Expats May Face More Taxing Times In The Gulf
Expats are facing the unthinkable – losing subsidies, benefits and maybe even paying income tax in the Gulf States.
Oil is the culprit. A spectacular decline in the price a barrel from more than $100 to around $30 in less than two years is forcing the rulers of once oil-rich desert kingdoms to rethink their finances.
None of the countries are in immediate trouble because years of high oil prices have allowed them to build large cash reserves to fend off short term financial problems.
But the oil flood is here to stay.
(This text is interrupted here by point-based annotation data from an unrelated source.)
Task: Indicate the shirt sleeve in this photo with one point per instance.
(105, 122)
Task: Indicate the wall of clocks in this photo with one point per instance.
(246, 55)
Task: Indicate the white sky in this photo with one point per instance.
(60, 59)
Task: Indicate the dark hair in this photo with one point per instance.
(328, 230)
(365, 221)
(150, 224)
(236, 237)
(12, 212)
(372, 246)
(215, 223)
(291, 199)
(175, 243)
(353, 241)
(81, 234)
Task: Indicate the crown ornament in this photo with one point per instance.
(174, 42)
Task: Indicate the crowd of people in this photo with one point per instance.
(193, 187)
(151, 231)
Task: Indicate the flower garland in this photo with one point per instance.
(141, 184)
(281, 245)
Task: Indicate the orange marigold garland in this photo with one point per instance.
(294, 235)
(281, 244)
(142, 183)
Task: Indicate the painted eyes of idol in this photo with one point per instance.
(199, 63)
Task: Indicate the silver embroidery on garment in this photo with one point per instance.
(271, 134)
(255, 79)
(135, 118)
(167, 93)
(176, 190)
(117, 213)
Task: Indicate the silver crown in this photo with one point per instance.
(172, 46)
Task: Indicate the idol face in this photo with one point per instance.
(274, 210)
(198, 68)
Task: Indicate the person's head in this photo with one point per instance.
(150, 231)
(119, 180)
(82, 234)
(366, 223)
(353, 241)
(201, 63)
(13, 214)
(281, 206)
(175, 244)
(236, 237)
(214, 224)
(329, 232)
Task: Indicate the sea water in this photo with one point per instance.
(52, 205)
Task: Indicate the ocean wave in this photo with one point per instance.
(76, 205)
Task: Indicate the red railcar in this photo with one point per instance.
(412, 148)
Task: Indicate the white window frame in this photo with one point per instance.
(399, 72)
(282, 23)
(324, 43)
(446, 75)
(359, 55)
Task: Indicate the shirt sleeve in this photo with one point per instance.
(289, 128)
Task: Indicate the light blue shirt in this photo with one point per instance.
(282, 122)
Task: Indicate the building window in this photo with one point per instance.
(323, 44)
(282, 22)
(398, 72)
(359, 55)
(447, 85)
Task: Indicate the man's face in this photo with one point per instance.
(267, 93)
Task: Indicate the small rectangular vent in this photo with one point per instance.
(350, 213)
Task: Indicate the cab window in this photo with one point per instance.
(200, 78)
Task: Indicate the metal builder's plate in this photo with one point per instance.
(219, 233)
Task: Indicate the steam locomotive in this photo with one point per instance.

OPEC countries reckon the price will not climb back to $100 or more for a barrel until the end of the next decade.
Meanwhile, billions of pounds of income are draining away.
VAT to plug oil gap
Saudi Arabia has seen more than $10 billion evaporate from treasury coffers in the past few months, while the region is expected to earn $275billion less in 2015 than the year before.
The International Monetary Fund has advised the Gulf Co-operation Council (GCC)countries of Saudi Arabia, United Arab Emirates, Kuwait, Bahrain, Qatar and Oman that introducing VAT on goods and services will raise much needed cash.
The GCC has agreed in principle to introduce the tax at a uniform rate – expected to come in at around 5%. Egypt has half-heartedly tried to impose a sales tax, but with limited success.
Rulers are also reducing or scrapping subsidies on health, water rates and utility bills for nationals and discounted subsidies for many expats are going with them.
Governments are also lopping the numbers of expats allowed to work in the GCC zone.
Bahrain wants to cap the number at 50% of the population, while Kuwait and Qatar are also moving towards expat quotas.
To make matters worse, an oil war between the major international producers is underway.
With sanctions lifted against Iran, more oil is sloshing around and OPEC is refusing to cut back pumping in a bid to force more expensive producers out of the market.
“The GCC has to deal with the managing lower oil prices from a position of strength and not wait for economic problems to build up and then act,” said Christine Lagarde, managing director of the IMF.